Nun aber hat Olivier eine Greisin im Verhörzimmer sitzen, der womöglich diverse Männer zum Opfer gefallen sind, sie hat sie angelockt, geliebt, in Bann geschlagen, getötet. Und hat in all diesen Affären immer nur eine einzige, überzeitliche Liebe erlebt. Es ist kein richtiges Verhör, das da abläuft, die Frau spricht mehr zu sich, manchmal nur zum Ermittler. Olivier ist meistens stumm – läuft das Band noch, fragt er sich immer wieder irritiert.
Ein literarischer Film noir von Albert Obermaier – wenn ich schreibe, verkündet er, sehe ich immer Filme. Er macht Kino mit seinen Texten, von französischen Nachtfilmen inspiriert, die abstrakter sind in ihren Träumen als die aus Hollywood. Die kompakten Einheiten des klassischen Erzählens interessieren ihn nicht, und nicht die Konstrukte, mit denen es hantiert – Identität, Psychologie, Motivation; ihn interessiert der Mythos dahinter, in dem sie alle sich auflösen. „Sie misstrauen ihrem Körper als Einheit ihrer selbst“, heißt es von den Männern in diesem Buch: „Männer wollen Schemen sein. Hüllen aus Luft.“
Schemenhaft ist auch die Sprache des Buches, Albert Ostermaier hat keine Berührungsangst vor dem Pathos und der Ästhetik des Klischees, er schreibt mit lyrischer Inbrunst und Ekstase, aber das unglaublich cool. Ein halbes Dutzend Mal pro Seite etwa kommen Sätze daher wie Parolen und Kampfansagen: „Ja, ich werde meine Träume leben. Die Träume, an die ich mich nicht erinnern kann.“ Oder: „Du musst selbst das Abenteuer sein.“ Oder, literarisch frei inspiriert: „Der Speer nur heilt die Wunde, die er schlug.“
Ein moderner Noir, der seine Spannung aus den Metamorphosen von Ovid bezieht. Und das Krimi-Genre entdeckt dabei seine solipsistische Natur – wie absurd zu glauben, man könnte all die individuellen Spuren, Indizien, Signale, die man sammelt im Laufe einer Recherche, zur Deckung bringen mit einer allgemein verbindlichen Geschichte, die dahinter stecken könnte. Wirklichkeit und Traum gehen ineinander über, das kleine Verhörzimmer unterm Dach und die Küche bei Olivier werden Transiträume, die sich öffnen für mythische Perspektiven, traumwandlerische Figuren.

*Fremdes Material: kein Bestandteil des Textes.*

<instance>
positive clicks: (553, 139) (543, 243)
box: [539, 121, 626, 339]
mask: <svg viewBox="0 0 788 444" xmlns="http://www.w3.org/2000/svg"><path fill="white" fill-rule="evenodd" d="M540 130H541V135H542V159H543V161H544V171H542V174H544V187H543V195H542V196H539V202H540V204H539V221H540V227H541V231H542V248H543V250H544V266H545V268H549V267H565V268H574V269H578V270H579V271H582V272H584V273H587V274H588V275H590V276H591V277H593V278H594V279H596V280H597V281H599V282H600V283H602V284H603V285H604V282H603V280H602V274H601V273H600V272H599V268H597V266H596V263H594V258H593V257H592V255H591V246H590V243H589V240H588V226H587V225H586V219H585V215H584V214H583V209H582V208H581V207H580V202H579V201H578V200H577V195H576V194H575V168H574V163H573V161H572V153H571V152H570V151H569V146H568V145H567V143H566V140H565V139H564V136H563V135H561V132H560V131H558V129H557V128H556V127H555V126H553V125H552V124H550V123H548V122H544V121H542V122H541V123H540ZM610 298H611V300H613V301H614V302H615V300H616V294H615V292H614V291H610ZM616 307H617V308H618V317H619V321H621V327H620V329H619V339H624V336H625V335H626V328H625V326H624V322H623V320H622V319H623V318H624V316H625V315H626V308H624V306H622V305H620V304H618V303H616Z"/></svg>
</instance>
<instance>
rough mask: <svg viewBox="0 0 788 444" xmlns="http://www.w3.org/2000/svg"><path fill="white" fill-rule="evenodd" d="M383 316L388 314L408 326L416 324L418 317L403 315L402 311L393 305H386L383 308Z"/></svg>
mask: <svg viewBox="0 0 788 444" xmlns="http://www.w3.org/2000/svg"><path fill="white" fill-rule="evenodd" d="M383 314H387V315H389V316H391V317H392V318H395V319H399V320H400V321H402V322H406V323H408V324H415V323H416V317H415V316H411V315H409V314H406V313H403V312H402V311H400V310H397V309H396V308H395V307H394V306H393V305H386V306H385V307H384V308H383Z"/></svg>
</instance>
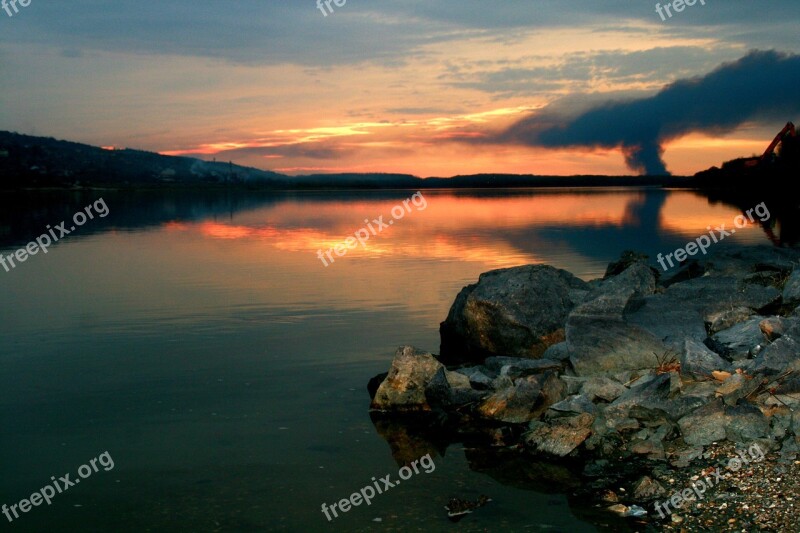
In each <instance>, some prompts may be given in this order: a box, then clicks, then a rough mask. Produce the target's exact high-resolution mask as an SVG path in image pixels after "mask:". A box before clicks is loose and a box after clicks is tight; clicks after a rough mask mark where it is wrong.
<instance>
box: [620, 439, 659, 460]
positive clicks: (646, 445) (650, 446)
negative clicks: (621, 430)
mask: <svg viewBox="0 0 800 533" xmlns="http://www.w3.org/2000/svg"><path fill="white" fill-rule="evenodd" d="M628 449H629V450H630V451H631V452H632V453H635V454H637V455H645V456H647V458H648V459H652V460H654V461H658V460H661V459H664V458H665V457H666V454H665V453H664V444H663V443H662V442H660V441H657V440H650V439H649V440H639V441H633V442H631V444H630V445H629V447H628Z"/></svg>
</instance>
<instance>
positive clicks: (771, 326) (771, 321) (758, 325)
mask: <svg viewBox="0 0 800 533" xmlns="http://www.w3.org/2000/svg"><path fill="white" fill-rule="evenodd" d="M786 322H787V321H786V320H785V319H783V318H781V317H779V316H771V317H767V318H765V319H764V320H762V321H761V322H759V324H758V327H759V328H760V329H761V333H763V334H764V338H766V339H767V340H768V341H769V342H772V341H774V340H777V339H778V338H780V337H782V336H783V334H784V333H785V332H786V326H787V324H786Z"/></svg>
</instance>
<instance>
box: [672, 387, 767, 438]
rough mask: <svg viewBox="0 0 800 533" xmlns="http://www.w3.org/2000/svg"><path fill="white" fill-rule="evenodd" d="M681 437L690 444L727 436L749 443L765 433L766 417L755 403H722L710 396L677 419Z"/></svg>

Ja, man darf die alte Frau Circe nennen, die Zauberin, die böse Hexe, „die Liebende“, die von ihrer Unersättlichkeit erzählt und infamen Faxen, die sie anstellte mit Skylla und Glaukos, die auf ihrer Insel die Männer, die dort anlegten auf jahrelangen Irrfahrten, verhexte und mit ihrer Liebe bannte. Auch Odysseus war darunter, ihr prominentestes Opfer, von dem Olivier einiges in sich spürt, das Modell für all die einsamen Männer, Vagabunden, Drifter des Buches. „Er hat seinen Namen vergessen – dass er tot ist, dass nur ich ihn sehen kann, dass ich ihn auf den falschen Weg gebracht hatte, dass er niemals mehr aus dem Totenreich kam. Nur seine Erzählung, die für ihn weiterlebte.“
Natürlich sind die Männer nicht nur Opfer, sie wollen von Circe, der Anti-Muse, besessen und zerstört werden, deren wilde Liebe kollidiert mit den gesellschaftlichen Regeln und deren Rollen. Auch Olivier hat, wie Odysseus, seinen Abstieg in den Hades, wenn er nicht weiterweiß, geht er zu seinem Freund Michel – Michael Althen steckt in dieser Figur, der im vorigen Jahr gestorbene Filmkritiker –, in dessen Kellerkino, wo die toten Schauspieler und Regisseure sitzen, darunter auch der strenge Übervater Jean-Pierre Melville, der Meister des französischen Film noir. Hier wird Olivier „das Unsichtbare hinter dem Offensichtlichen, das Übersehene“ vorgeführt.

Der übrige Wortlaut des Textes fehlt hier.